ROS Production by a Single Neutrophil Cell and Neutrophil Population upon Bacterial Stimulation.

The reactive oxygen species (ROS) production by a single neutrophil after stimulation with S. aureus and E. coli was estimated by an electrochemical amperometric method with a high time resolution. This showed significant variability in the response of a single neutrophil to bacterial stimulation, from a "silent cell" to a pronounced response manifested by a series of chronoamperometric spikes. The amount of ROS produced by a single neutrophil under the influence of S. aureus was 5.5-fold greater than that produced under the influence of E. coli. The response of a neutrophil granulocyte population to bacterial stimulation was analyzed using luminol-dependent biochemiluminescence (BCL). The stimulation of neutrophils with S. aureus, as compared to stimulation with E. coli, caused a total response in terms of ROS production that was seven-fold greater in terms of the integral value of the light sum and 13-fold greater in terms of the maximum peak value. The method of ROS detection at the level of a single cell indicated the functional heterogeneity of the neutrophil population, but the specificity of the cellular response to different pathogens was the same at the cellular and population levels.

Staphylococcus aureus Causes the Arrest of Neutrophils in the Bloodstream in a Septicemia Model.

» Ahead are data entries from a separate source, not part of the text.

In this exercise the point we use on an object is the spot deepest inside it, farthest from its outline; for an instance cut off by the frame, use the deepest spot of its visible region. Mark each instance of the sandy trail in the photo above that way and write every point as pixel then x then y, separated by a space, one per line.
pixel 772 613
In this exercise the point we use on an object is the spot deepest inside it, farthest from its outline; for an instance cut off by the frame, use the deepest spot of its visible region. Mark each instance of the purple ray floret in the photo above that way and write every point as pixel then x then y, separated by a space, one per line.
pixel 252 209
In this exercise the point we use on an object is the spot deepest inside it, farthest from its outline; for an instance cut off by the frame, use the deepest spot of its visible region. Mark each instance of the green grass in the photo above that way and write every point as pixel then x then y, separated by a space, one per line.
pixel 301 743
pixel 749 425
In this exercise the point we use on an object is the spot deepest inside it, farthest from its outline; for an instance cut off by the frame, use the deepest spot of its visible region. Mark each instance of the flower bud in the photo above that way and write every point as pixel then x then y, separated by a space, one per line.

Staphylococcus aureus induces the expression of VCAM-1, P- and E-selectins on the endothelial cells of the EA.hy926 cell line but, at the same time, causes the significant suppression of the force and work of adhesion between these receptors of endotheliocytes and the receptors of neutrophils in an experimental septicemia model. Adhesion contacts between the receptors of neutrophils and endotheliocytes are statistically significantly suppressed under non-opsonized and opsonized S. aureus treatment, which disrupts the initial stage of transendothelial migration of neutrophils-adhesion. Thus, S. aureus causes the arrest of neutrophils in the bloodstream in an experimental septicemia model.